5.1.4 Application Examples to ASC for Smart City Simulation on Virtual Space

All the processes of CRISP-DM can be efficiently implemented by ASC to automate a diverse range of applications. The ASC handles the highly dynamic and constraint-oriented BDA problem domain in a sophisticated manner. The analysis workflow will be automated by 5 ASC stages: planning, discovery, selection, verification, and execution stages. This automation enables efficient analysis of any complex task. Scenarios related to sustainable power solutions or earthquake detection can be implemented as digital twins in a virtual space.
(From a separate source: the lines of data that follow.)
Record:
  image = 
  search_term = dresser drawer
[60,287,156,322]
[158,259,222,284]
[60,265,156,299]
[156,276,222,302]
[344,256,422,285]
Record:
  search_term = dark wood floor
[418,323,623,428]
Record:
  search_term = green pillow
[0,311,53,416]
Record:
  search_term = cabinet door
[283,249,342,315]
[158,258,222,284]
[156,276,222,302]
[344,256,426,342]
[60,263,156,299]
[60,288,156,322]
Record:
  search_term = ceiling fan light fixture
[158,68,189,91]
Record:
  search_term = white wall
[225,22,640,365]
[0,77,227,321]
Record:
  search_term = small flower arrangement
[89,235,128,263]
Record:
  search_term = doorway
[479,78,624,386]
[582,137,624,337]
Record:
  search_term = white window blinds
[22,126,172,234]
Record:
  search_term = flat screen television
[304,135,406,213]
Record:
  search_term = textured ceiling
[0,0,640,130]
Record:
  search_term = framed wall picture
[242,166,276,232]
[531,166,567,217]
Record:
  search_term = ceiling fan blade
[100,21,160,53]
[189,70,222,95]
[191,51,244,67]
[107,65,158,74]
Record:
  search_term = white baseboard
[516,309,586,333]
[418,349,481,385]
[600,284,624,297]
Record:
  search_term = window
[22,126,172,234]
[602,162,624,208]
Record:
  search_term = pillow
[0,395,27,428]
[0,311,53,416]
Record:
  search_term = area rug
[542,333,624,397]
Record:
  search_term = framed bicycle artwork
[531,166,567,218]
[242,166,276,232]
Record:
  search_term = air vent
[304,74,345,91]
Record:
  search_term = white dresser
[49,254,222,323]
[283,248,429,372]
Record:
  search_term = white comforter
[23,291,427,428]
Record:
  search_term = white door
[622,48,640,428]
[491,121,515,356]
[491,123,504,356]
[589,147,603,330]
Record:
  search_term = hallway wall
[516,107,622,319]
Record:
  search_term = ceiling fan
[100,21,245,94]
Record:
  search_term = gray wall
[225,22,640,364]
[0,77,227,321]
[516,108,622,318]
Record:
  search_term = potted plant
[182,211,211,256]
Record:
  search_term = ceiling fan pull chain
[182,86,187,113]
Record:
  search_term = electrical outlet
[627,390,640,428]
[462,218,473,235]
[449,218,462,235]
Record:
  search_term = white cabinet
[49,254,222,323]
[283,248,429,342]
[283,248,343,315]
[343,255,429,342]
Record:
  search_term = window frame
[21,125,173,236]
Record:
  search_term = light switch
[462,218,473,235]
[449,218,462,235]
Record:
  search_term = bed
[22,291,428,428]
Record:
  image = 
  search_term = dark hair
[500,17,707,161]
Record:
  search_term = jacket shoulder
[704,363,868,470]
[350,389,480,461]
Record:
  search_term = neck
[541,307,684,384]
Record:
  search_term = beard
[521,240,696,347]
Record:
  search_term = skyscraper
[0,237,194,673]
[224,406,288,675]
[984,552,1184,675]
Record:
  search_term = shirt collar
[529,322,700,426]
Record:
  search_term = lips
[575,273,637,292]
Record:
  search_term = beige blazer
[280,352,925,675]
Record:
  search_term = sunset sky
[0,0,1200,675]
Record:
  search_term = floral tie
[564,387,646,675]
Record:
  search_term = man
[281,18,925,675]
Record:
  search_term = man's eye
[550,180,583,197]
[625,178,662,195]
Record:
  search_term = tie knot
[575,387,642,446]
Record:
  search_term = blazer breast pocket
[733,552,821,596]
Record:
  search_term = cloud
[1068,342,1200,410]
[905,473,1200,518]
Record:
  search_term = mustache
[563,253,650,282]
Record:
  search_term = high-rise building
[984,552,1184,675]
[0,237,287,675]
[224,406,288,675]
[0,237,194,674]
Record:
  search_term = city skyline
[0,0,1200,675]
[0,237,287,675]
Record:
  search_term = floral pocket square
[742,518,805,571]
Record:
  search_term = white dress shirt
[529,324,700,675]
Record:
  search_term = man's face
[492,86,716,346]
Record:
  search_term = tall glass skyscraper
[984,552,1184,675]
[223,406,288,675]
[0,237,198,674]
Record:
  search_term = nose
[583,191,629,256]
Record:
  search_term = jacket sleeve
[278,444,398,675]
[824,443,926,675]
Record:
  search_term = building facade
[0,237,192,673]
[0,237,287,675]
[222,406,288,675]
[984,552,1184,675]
Several traffic congestion simulations for smart city can be supported by the ASC concept too. Considering the technological stages of a digital twin, ranging from physical mirroring level to global data analysis or interoperable environment as autonomous agents [43], several scenarios can be considered. ASC is capable of efficiently handling various dynamic situations on multiple digital twins. If you are looking for detailed and up-to-date information on ASC and its automatic analysis capabilities, you can refer to the following literature: Siriweera [42] and Siriweera et al. [44].

5.2 Conclusion

Automatic service composition closely simulates human intelligence, and the current deep learning systems have gone beyond data learning with respect to high-level inferences. The currently available AI systems, such as ChatGPT, simply learn the probability of relationships between words. However, ASC can enable the construction of intelligent systems to create value-added complex services based on human intelligence.

In this chapter, some core techniques for ASC, such as general ASC architecture, heuristic method, and service discovery, were introduced and applied in ASC to analyze big data using AI. ASC can be applied to automatic data analytics and deep learning generation systems, which can be used in virtual environment systems, such as digital twins, or in creating value-added services to supplement existing AI services (e.g., ChatGPT services). Finally, I expect this ASC technique can be used effectively to compose digital twins or AI services in Society 5.0.